Our program has received a grant from the Open Society University Network (OSUN) and is institutionally hosted at Al-Quds Bard College and the Urban Studies & Spatial Practices program.
Established in 2009, Al-Quds Bard College for Arts and Sciences (AQB) -- host institution of the Critical Practice Studio -- is a unique and comprehensive academic partnership between Bard College in New York and Al-Quds University in Palestine. AQB provides a liberal arts and sciences education to Palestinian students, granting dual U.S. and Palestinian accredited degrees for a Bachelors of Arts in nine disciplines, as well as a Masters of Arts in Teaching for in-service Palestinian teachers.
The Urban Studies & Spatial Practices Program at Al-Quds Bard critically investigates the role of cities and space within the context of historic and urgent architectural, political and social transformations. The program positions itself at the intersection of critical theory and spatial practices, offering an education that is unique across Palestine and further afield.

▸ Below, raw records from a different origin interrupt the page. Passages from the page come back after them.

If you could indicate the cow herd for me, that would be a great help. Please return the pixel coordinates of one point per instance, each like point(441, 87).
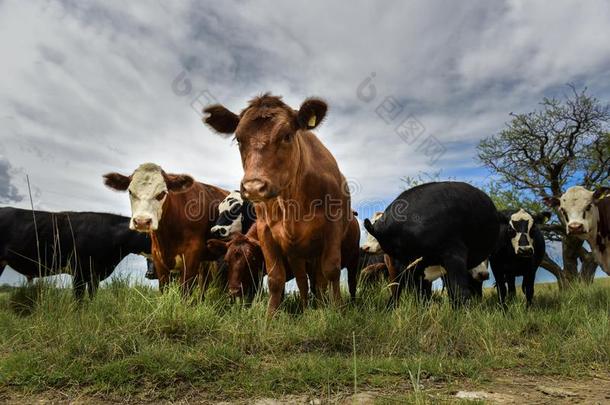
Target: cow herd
point(292, 219)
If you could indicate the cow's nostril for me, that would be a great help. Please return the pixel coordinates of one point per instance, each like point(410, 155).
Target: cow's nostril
point(142, 223)
point(254, 188)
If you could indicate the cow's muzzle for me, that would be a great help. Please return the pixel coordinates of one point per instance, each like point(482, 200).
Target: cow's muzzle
point(257, 190)
point(142, 224)
point(219, 232)
point(525, 251)
point(576, 228)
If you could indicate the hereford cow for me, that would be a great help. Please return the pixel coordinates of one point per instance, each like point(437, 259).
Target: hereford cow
point(235, 215)
point(371, 245)
point(178, 213)
point(587, 216)
point(385, 270)
point(88, 245)
point(301, 200)
point(448, 224)
point(246, 268)
point(519, 252)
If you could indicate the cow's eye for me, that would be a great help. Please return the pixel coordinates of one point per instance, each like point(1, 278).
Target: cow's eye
point(287, 137)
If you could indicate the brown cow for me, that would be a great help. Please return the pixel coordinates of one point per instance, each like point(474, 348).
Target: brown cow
point(300, 196)
point(245, 262)
point(178, 213)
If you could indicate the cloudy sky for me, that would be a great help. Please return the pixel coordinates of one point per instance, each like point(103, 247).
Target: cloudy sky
point(90, 87)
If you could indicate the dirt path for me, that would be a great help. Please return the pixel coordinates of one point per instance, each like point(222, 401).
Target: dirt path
point(506, 388)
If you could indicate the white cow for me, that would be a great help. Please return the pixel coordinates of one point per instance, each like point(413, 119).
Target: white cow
point(431, 273)
point(587, 216)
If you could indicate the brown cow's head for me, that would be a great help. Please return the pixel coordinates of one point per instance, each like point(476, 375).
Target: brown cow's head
point(578, 208)
point(267, 132)
point(244, 258)
point(148, 187)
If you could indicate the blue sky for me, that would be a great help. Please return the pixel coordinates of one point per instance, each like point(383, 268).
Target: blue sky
point(95, 86)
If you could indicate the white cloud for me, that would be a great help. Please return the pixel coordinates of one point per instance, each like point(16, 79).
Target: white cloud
point(87, 86)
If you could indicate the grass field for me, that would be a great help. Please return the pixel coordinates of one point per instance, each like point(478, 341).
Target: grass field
point(131, 343)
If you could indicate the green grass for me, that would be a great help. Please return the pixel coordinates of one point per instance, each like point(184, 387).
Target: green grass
point(131, 342)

The program prepares students for the study of postgraduate degrees, or professional work with planning offices, design practices, NGOs, or local governmental organization in fields related to territorial and social transformations, the architecture of urban and rural spaces, design, sustainability studies, the spatial analysis of society, culture and everyday life.

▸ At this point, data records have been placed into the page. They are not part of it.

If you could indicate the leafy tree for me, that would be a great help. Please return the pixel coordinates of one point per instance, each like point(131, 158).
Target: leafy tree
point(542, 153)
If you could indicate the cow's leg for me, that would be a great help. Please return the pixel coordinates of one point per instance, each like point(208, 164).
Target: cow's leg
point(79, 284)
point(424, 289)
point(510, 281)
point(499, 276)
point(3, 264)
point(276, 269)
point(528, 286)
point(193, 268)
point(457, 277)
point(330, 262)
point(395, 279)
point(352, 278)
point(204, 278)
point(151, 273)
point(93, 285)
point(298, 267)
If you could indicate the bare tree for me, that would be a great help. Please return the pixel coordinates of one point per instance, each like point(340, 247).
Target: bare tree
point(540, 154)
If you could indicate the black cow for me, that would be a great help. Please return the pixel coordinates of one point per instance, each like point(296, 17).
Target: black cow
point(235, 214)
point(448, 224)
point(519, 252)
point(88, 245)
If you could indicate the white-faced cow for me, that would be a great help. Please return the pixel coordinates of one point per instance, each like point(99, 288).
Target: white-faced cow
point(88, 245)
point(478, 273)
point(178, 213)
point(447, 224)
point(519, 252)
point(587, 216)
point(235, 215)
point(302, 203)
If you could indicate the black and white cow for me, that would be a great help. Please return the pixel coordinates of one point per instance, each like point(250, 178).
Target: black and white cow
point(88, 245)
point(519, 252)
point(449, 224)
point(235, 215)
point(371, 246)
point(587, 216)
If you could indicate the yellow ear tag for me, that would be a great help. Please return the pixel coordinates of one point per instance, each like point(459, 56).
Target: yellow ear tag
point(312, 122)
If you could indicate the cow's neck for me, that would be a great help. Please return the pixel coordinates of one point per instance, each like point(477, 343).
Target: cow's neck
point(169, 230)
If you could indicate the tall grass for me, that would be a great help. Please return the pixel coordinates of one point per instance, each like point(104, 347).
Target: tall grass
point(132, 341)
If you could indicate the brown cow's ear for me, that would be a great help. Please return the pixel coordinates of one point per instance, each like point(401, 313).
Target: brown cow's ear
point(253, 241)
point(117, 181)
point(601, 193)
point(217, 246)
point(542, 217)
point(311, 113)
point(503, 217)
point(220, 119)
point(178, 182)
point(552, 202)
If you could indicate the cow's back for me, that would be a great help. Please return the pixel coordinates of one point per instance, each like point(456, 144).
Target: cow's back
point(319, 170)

The Open Society University Network (OSUN) is a new global network of educational institutions that integrates learning and the advancement of knowledge—in the social sciences, the humanities, the sciences and the arts, on undergraduate and graduate levels—across geographic and demographic boundaries, promotes civic engagement on behalf of open societies, and expands access to higher education for underserved communities.